Как назло г-н Мартелли был в отъезде, его ждали только в понедельник вечером. Мариус, чувствуя, что медлить нельзя, хотел, не откладывая, предпринять шаги, которые успокоили бы его относительно судьбы брата. Впрочем, первая тревога его улеглась. Он подумал, что в конце концов никто не может обвинить Филиппа в похищении, что Бланш всегда защитит его. В своей наивности Мариус дошел до того, что счел себя обязанным от имени брата просить у г-на де Казалиса руки его племянницы.
На следующее утро, одетый во все черное, он уже спускался по лестнице, как вдруг увидел пришедшую, по обыкновению, Фину. Бедняжка вся побелела, когда узнала, куда и зачем он собрался.
— Позвольте мне пойти с вами, — взмолилась она. — Я подожду внизу, мне хочется знать, что ответят вам дядя и племянница.
Она последовала за Мариусом. Придя в аллею Бонапарта, молодой человек твердой поступью вошел в дом депутата и велел доложить о себе.
Слепая ярость, охватившая г-на де Казалиса, немного улеглась. Ведь месть его осуществлялась. Он уничтожит одного из этих презренных республиканцев и тем докажет свое могущество. А сейчас он был бы рад жестоко поглумиться над своей жертвой. Поэтому он приказал ввести г-на Мариуса Кайоля. Он ждал слез, горячих молений.
Мариус увидел его стоящим в высокомерной позе посреди большой гостиной. Молодой человек подошел к нему и, не дав произнести ни слова, спокойно и учтиво произнес:
— Сударь, имею честь от имени моего брата господина Филиппа Кайоля просить у вас руки вашей племянницы, мадемуазель Бланш де Казалис.

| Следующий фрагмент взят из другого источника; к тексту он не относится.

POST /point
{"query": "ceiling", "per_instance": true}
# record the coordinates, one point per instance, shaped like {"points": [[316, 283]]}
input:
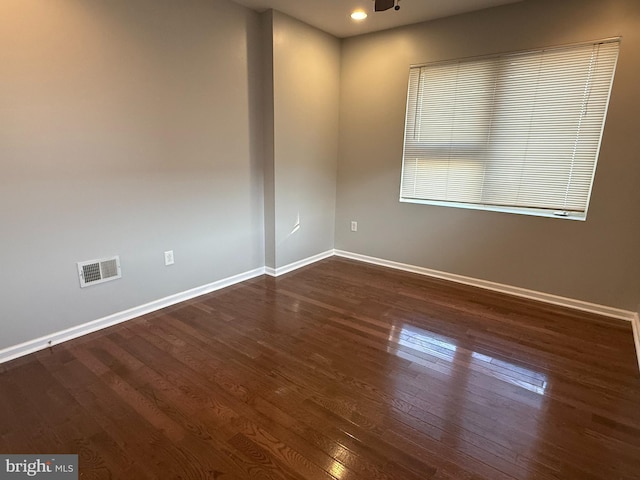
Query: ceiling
{"points": [[333, 16]]}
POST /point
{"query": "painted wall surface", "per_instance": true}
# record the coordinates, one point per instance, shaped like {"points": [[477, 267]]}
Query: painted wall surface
{"points": [[306, 92], [596, 261], [129, 128]]}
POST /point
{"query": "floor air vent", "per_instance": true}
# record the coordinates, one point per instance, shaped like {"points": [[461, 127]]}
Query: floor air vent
{"points": [[93, 272]]}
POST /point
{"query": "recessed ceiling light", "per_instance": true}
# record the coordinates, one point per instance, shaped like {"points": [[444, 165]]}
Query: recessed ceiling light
{"points": [[359, 15]]}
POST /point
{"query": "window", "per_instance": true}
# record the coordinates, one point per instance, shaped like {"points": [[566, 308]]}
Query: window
{"points": [[518, 132]]}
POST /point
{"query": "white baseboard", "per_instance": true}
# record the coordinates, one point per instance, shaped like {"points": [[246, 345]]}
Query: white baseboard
{"points": [[41, 343], [498, 287], [275, 272], [635, 324]]}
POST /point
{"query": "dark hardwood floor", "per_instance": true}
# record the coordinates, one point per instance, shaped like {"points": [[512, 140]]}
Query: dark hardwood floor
{"points": [[340, 370]]}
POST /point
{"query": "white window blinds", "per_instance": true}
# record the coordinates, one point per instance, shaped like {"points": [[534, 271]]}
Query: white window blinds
{"points": [[517, 132]]}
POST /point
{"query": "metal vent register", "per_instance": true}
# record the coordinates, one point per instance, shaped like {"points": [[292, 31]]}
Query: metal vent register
{"points": [[92, 272]]}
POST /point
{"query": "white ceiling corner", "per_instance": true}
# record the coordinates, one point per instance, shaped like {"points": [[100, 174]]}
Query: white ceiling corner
{"points": [[333, 16]]}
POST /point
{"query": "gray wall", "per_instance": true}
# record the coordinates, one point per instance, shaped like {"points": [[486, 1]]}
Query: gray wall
{"points": [[306, 93], [130, 128], [597, 260]]}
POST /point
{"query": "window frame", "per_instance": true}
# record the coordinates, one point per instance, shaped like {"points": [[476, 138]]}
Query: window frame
{"points": [[521, 210]]}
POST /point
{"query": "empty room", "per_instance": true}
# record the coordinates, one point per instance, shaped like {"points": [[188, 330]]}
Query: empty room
{"points": [[320, 239]]}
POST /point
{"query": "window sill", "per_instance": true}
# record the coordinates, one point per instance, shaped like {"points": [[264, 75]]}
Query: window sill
{"points": [[536, 212]]}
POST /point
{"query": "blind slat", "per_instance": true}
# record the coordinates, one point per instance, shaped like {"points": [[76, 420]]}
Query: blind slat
{"points": [[521, 130]]}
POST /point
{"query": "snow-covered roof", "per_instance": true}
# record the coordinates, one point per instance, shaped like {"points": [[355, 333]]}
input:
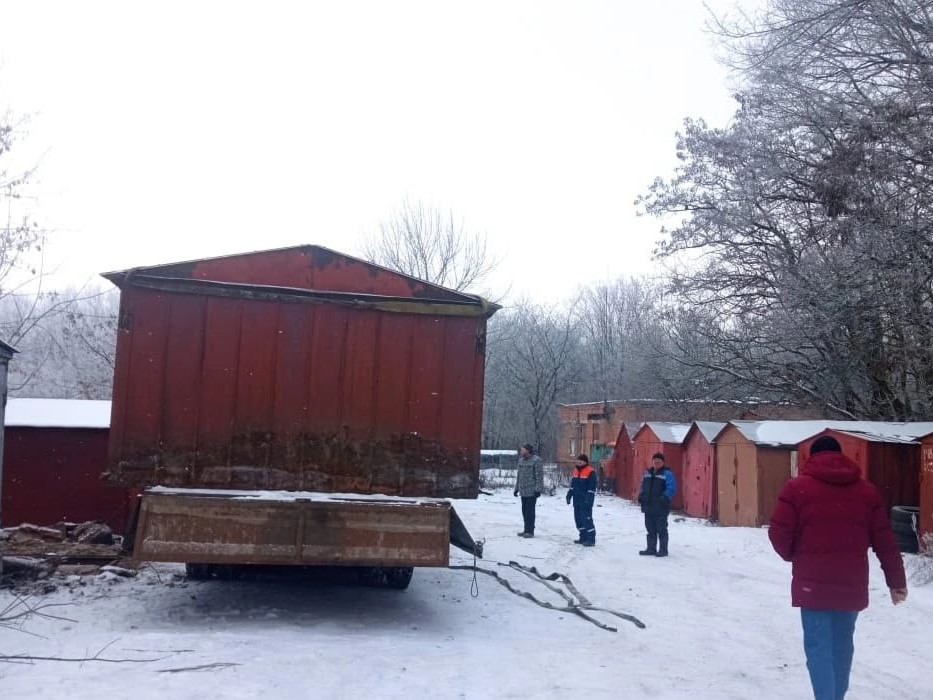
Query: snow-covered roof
{"points": [[292, 496], [669, 432], [57, 413], [710, 429], [792, 432], [876, 437]]}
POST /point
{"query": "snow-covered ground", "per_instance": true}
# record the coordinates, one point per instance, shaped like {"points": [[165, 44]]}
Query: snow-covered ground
{"points": [[718, 616]]}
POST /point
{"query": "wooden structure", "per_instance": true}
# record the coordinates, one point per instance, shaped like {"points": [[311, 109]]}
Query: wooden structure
{"points": [[299, 369], [700, 486], [54, 452], [889, 461]]}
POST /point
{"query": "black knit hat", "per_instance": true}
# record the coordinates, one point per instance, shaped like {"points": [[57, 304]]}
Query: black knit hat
{"points": [[825, 444]]}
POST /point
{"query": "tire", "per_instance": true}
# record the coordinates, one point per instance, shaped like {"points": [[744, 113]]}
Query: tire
{"points": [[399, 577], [388, 577], [907, 544], [905, 514], [903, 523], [199, 572]]}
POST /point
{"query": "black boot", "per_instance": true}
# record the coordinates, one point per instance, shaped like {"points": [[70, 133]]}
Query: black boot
{"points": [[652, 548]]}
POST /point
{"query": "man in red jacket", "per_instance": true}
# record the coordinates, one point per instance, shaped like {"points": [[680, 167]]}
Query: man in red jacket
{"points": [[824, 522]]}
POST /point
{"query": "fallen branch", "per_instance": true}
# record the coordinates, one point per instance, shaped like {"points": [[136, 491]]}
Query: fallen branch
{"points": [[14, 615], [580, 607], [204, 667], [20, 658]]}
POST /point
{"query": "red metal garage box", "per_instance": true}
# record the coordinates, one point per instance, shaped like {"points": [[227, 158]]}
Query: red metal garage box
{"points": [[298, 369]]}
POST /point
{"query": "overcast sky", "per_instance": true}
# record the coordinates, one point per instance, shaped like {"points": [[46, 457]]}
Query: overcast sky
{"points": [[169, 131]]}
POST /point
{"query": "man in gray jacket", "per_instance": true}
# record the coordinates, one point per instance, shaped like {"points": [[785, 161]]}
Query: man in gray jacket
{"points": [[529, 484]]}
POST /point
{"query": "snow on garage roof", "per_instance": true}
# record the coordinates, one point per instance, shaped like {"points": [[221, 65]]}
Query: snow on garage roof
{"points": [[667, 431], [57, 413], [710, 429], [792, 432]]}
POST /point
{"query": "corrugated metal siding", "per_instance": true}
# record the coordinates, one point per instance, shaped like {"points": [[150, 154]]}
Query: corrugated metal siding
{"points": [[247, 393], [700, 485], [53, 474], [737, 464], [894, 468]]}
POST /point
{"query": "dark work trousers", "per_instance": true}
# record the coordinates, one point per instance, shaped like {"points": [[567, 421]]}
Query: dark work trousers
{"points": [[583, 516], [528, 513], [656, 525]]}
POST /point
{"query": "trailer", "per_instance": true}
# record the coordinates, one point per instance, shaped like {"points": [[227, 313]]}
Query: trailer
{"points": [[296, 407]]}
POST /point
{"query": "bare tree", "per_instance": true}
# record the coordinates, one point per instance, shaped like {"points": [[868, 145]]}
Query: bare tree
{"points": [[535, 358], [805, 223], [70, 347], [433, 246]]}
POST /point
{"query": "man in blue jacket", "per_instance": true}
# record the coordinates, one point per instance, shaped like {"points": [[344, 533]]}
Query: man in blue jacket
{"points": [[583, 493], [658, 486]]}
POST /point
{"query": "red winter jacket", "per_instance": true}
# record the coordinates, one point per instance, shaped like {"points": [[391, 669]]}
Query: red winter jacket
{"points": [[824, 522]]}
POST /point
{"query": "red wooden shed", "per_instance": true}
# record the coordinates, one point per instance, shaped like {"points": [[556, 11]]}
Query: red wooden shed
{"points": [[299, 368], [619, 463], [53, 455], [664, 437], [889, 460], [699, 484]]}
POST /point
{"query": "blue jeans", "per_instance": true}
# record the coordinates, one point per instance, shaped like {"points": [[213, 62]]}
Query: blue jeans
{"points": [[827, 641]]}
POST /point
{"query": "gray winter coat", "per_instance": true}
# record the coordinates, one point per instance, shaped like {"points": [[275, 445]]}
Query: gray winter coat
{"points": [[530, 477]]}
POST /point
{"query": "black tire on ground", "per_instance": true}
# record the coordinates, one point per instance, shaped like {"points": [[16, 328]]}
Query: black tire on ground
{"points": [[905, 514], [399, 577], [386, 577], [199, 572], [907, 542]]}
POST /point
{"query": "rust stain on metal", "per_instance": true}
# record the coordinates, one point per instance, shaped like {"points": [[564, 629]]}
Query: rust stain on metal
{"points": [[382, 395], [219, 530]]}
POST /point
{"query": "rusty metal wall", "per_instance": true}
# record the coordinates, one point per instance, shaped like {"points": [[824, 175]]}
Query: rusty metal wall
{"points": [[224, 530], [894, 468], [53, 474], [213, 391], [926, 486], [737, 478], [619, 464], [773, 472], [700, 485]]}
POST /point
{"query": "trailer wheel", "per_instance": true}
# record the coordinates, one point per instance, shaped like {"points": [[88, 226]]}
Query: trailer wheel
{"points": [[199, 572], [904, 525], [904, 514], [387, 577], [399, 577]]}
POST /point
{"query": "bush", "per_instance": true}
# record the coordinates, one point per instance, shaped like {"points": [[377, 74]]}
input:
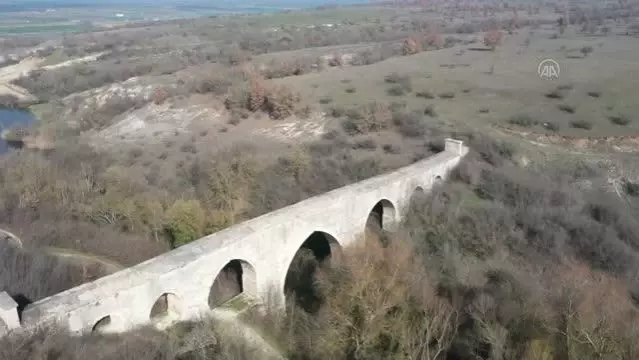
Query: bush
{"points": [[392, 149], [366, 144], [555, 94], [410, 124], [402, 80], [631, 188], [396, 90], [411, 46], [581, 124], [586, 50], [566, 108], [281, 102], [9, 101], [619, 120], [430, 111], [186, 222], [188, 147], [549, 125], [523, 120], [425, 95], [326, 100], [371, 117]]}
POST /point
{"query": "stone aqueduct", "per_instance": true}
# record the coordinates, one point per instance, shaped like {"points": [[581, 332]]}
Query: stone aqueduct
{"points": [[180, 282]]}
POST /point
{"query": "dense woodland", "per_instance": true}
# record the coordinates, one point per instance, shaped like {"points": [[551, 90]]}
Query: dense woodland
{"points": [[499, 262]]}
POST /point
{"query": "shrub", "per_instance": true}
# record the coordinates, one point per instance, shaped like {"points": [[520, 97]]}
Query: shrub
{"points": [[522, 120], [337, 111], [9, 101], [234, 119], [555, 94], [256, 93], [281, 102], [566, 108], [371, 117], [631, 188], [186, 222], [425, 94], [619, 120], [396, 90], [366, 144], [411, 46], [135, 153], [188, 147], [551, 126], [586, 50], [326, 100], [410, 124], [493, 38], [392, 149], [581, 124], [159, 96], [430, 111], [402, 80]]}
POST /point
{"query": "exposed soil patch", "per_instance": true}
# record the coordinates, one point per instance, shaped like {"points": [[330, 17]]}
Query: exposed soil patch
{"points": [[623, 143]]}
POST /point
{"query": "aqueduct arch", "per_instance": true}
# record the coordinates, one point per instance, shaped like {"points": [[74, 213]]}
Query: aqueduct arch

Депутат был буквально сражен. Он даже не рассердился, до того смехотворным и нелепым показалось ему предложение Мариуса. Отступив на шаг, он презрительно расхохотался прямо в лицо молодому человеку.
— Вы не в своем уме, сударь! — ответил он. — Я приказал бы выставить вас за дверь, если бы не знал, что вы трудолюбивый и честный малый… Брат ваш — мерзавец и плут, он понесет заслуженное наказание… Что вам от меня нужно?
Услышав, как г-н де Казалис поносит Филиппа, Мариусу очень захотелось наброситься на этого аристократа с кулаками, как и подобает плебею. Он сдержался и продолжал дрогнувшим от волнения голосом:
— Я уже сказал вам, сударь, что пришел сюда предложить мадемуазель де Казалис единственно возможное удовлетворение — замужество. Так будет смыта нанесенная ей кровная обида.
— Мы стоим выше обид! — презрительно закричал депутат. — Девушку из рода де Казалисов не может запятнать связь с каким-то Филиппом Кайолем, ее может запятнать брак с человеком вашего круга.
— Люди нашего круга иначе смотрят на такие вещи… Впрочем, я не настаиваю; только чувство долга обязало меня предложить выход, который вы отклонили… Позвольте лишь добавить, что ваша племянница, безусловно, приняла бы мое предложение, когда бы я имел честь обратиться к ней.
— Вы думаете? — насмешливо спросил г-н де Казалис.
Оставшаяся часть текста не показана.